A cute little, stress-free, perfectly pink heart cake is my gift to you for Valentine’s Day. The vanilla cake is soft and fluffy. The frosting is super easy and delicious, with only two ingredients. It all comes together with fresh strawberries and it’s so good, you won’t want to share.
- 1/2 cup chopped strawberries
- 2 teaspoons sugar
- 1 cup (4 ounces) cake flour, sifted
- 1/2 teaspoon baking powder
- 1/4 teaspoon fine sea salt
- 3 tablespoons (1 1/2 ounces) unsalted butter, softened
- 1/2 cup (3 1/2 ounces) sugar
- 1 tablespoon vegetable oil or neutral oil of your choice
- 1 large egg
- 1/2 teaspoon pure vanilla extract
- 1/3 cup whole milk, room temperature
- 3 tablespoons sour cream, room temperature
- 8 ounces cream cheese, softened
- 1 7.5 ounce jar Marshmallow Fluff
- tiny drop pink gel food color I used Americolor deep pink*
- In a small bowl, combine strawberries and 2 teaspoons sugar. Set aside to macerate for about 30 minutes.

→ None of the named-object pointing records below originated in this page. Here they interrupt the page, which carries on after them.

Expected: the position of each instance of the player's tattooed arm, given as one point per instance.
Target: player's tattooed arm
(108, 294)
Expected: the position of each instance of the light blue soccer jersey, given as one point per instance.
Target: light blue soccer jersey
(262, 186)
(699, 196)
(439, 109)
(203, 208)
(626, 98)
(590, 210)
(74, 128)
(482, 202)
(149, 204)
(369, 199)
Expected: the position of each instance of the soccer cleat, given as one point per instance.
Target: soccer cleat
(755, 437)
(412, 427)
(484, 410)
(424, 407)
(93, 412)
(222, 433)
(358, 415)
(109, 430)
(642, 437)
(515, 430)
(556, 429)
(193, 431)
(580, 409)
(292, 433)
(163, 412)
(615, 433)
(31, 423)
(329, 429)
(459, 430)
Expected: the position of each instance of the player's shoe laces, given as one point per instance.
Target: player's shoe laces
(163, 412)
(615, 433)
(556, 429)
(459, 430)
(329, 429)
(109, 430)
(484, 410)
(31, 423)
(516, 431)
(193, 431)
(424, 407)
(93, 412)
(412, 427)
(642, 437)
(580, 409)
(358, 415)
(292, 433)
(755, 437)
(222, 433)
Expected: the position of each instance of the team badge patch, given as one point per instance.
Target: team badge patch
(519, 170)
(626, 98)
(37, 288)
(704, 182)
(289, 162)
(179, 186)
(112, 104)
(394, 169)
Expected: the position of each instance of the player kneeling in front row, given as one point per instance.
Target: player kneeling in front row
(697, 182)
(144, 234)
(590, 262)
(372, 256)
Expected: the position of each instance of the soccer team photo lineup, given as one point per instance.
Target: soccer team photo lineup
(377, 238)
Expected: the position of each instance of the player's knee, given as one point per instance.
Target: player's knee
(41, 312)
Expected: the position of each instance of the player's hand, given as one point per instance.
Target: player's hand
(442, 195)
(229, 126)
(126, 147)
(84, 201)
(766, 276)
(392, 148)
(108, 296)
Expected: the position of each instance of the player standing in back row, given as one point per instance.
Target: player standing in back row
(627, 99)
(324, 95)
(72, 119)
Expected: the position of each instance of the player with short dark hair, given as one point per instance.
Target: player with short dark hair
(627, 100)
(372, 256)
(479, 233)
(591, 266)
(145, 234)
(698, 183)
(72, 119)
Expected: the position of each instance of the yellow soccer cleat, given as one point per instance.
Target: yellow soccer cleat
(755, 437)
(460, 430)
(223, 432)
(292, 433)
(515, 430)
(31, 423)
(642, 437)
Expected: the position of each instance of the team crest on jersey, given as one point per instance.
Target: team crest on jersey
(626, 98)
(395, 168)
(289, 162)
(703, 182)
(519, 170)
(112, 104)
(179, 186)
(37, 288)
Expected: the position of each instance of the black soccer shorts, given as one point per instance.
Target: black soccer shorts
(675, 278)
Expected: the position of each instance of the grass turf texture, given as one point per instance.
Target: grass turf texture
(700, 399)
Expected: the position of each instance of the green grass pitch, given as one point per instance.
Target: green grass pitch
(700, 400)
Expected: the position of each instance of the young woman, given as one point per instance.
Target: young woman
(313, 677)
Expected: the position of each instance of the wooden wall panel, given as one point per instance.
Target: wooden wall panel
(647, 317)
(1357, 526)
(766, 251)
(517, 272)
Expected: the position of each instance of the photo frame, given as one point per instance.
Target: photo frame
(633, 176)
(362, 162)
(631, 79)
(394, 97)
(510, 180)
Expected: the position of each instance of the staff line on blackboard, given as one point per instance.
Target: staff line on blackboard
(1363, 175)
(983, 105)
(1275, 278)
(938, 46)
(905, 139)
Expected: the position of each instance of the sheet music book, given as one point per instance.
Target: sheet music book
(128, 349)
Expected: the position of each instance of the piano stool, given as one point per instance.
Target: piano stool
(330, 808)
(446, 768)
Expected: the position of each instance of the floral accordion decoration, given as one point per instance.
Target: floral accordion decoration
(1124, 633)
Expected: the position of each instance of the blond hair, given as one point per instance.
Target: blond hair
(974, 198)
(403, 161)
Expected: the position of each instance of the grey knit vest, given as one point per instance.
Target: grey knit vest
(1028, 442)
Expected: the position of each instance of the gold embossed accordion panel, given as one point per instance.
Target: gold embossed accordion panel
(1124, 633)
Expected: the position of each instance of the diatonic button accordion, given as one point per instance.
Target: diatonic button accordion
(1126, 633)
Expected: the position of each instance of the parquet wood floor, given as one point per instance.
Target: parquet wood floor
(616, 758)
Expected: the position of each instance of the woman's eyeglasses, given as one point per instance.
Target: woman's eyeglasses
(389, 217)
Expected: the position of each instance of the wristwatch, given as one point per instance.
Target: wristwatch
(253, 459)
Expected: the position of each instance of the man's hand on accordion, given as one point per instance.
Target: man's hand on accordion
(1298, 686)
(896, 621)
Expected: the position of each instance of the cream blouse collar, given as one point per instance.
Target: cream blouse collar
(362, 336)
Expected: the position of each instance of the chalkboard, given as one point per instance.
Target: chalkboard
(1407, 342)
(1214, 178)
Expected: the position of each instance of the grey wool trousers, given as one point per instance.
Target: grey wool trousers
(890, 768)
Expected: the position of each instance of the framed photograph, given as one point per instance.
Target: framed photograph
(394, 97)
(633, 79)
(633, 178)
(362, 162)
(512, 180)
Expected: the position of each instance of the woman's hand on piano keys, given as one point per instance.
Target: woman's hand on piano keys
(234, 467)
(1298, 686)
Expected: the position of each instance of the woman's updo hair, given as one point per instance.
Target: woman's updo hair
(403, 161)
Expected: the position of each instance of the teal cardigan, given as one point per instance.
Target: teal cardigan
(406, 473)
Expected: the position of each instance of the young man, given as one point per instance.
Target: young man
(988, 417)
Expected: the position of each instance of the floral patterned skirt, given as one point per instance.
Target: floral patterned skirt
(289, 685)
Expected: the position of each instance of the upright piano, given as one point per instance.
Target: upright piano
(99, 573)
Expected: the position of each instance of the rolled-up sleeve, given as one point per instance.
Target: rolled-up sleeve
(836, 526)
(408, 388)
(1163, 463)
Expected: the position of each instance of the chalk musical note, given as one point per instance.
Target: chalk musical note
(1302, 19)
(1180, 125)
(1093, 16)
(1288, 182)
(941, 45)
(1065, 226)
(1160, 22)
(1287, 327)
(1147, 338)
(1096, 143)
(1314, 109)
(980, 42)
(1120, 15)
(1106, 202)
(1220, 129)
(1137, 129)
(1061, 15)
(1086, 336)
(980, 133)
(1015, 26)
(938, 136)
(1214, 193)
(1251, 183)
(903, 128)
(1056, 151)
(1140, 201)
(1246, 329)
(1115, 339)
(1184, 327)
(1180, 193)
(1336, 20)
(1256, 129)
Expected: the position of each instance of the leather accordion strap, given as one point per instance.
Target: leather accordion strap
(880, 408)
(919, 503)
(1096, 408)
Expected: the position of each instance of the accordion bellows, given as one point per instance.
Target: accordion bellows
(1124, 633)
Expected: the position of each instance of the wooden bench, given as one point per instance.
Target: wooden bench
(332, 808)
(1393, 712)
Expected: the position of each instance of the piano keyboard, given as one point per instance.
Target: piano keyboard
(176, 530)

- Preheat oven to 350ºF. Line the bottom of a 6-inch heart shaped cake pan*** with parchment paper. Grease and flour the sides.
- In a medium bowl, whisk together flour, baking powder and salt.
- In a large bowl, cream butter, sugar and oil with an electric mixer, until light and fluffy.
- Beat in egg and vanilla in two separate additions until well combined.
- In a small bowl, whisk together milk and sour cream.
- Beat flour mixture into batter in two additions, alternating with milk mixture.
- Transfer batter to prepared cake pan. Bake until toothpick inserted in the center comes out clean, about 25-30 minutes. Let cake cool in pan 10 minutes then turn out onto a cooling rack to cool.
- In a large bowl, stir cream cheese with a spatula to smooth out lumps.
- Add marshmallow fluff and beat until well combined. Add food gel color with a toothpick and beat until evenly distributed.
- Split cake into two layers. Top the bottom layer with frosting. Drain strawberries and spoon onto cake. Top with second layer, then more frosting.
- To make sugared strawberries, mix 1 part meringue powder with 3 parts water. Dip strawberries in meringue mixture, cover with sugar, then let dry. Alternately you can dip the strawberries in pasteurized egg whites, cover with sugar, then let dry.